I replied, “How many have you brought to Christ by your emphasis on theological purity?” Of course, I’ve gotten a snarky comment in return which I choose not to answer because I don’t want to get into a 140 character p******* contest with a known twitter bully.
I’ve spent my life studying the Bible and theology. The more I study, the less I know. The more I seek to find the “right” answers, the less I believe there are a set of “right” answers.
I long ago entered the “cloud of unknowing,” utterly grateful for grace, centering my life on the hope of redemption offered by the life, death and resurrection of Jesus of Nazareth.
I was able to do this when my theology was simple, unquestioned, and essentially handed to me in the form of a small booklet and a series of memorized talks along with my own story of entering the kingdom.
Does this make light of theological education? Well, I happen to love studying theology, but I don’t think very much is necessary when we go to the core of the evangelistic task, “one beggar telling another where to find bread.”
Except for me now, the “bread” has so many nuances and possible flavors and additions that it is even difficult to define “bread.”
I don’t think I’m alone in describing what happens when we go deeper and deeper into theology.
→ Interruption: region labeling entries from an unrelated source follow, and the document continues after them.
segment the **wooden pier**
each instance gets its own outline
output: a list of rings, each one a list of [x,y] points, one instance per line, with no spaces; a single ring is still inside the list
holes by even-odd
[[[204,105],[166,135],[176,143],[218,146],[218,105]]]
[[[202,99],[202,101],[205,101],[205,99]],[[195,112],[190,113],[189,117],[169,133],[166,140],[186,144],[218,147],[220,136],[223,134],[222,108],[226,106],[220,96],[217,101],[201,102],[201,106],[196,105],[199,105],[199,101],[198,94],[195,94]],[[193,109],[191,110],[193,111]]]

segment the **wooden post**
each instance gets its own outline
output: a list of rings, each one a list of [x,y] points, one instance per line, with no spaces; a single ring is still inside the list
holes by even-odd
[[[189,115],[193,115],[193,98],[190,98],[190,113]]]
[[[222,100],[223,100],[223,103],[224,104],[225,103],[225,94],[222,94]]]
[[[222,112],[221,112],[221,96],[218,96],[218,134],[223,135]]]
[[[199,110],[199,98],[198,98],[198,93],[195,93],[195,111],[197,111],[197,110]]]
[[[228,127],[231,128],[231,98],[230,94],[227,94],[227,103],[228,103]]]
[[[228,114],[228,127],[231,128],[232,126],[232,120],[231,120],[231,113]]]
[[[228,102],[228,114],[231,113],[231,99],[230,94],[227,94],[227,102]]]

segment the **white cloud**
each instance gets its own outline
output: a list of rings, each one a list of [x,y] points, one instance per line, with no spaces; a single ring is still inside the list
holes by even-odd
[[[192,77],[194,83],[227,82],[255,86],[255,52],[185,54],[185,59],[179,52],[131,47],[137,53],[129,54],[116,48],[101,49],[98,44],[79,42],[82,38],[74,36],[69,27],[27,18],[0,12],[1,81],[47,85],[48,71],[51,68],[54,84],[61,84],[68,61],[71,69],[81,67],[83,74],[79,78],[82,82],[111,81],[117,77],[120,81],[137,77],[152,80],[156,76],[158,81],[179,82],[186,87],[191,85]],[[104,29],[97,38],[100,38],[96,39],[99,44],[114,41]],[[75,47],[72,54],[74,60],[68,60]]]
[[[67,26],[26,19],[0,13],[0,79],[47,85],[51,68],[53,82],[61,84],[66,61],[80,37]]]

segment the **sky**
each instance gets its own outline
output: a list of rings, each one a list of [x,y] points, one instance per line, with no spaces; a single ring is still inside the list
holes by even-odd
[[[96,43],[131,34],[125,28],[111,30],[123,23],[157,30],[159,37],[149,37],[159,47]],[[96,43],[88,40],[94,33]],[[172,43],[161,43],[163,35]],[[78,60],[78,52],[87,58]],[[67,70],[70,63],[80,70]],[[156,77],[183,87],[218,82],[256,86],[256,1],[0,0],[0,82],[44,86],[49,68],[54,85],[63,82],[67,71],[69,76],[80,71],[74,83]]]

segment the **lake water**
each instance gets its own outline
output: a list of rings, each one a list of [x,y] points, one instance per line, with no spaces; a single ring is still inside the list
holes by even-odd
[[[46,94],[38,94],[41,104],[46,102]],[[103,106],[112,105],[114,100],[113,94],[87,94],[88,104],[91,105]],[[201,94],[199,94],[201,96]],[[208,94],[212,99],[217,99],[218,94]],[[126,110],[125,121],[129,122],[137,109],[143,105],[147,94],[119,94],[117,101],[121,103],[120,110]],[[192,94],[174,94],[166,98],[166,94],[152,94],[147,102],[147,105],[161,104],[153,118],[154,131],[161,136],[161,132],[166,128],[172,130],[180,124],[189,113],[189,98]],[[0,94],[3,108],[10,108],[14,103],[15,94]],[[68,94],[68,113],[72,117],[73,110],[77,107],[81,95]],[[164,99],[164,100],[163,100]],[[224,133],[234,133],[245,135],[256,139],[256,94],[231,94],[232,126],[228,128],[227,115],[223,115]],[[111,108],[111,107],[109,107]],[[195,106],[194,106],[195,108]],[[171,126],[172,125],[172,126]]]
How many libraries groan with overloaded shelves of multiple commentaries and arcane arguments over exactly how many angels do dance on the point of a pin?
Personally, I’m awed at what is happening with the Christian Gospel in Africa. There are shadows of what happened when Wesley sent out his circuit riders with their printed sermons meant to be read verbatim in the various chapels. Wesley didn’t expect his preachers to be particularly educated–he just expected them to keep moving and announce what he had already pre-digested for them.
People are hungry for the Good News. They want to know there is hope of emerging from the morass of human messiness and oppression and poverty and hunger and drunkenness and abuse of one another. They want to know that the love of God is theirs to know and experience. They want to know that there is hope of reconnection with themselves, with others, with the divine; that there is a place to be fully known and fully loved.
So, do I think that possibly the spread of the gospel in Africa might not be enhanced by extensive theological education? Well, I think that is their call, not mine. But I have yet to see any direct causative connection between lots of theological education and the growth of the institutional church.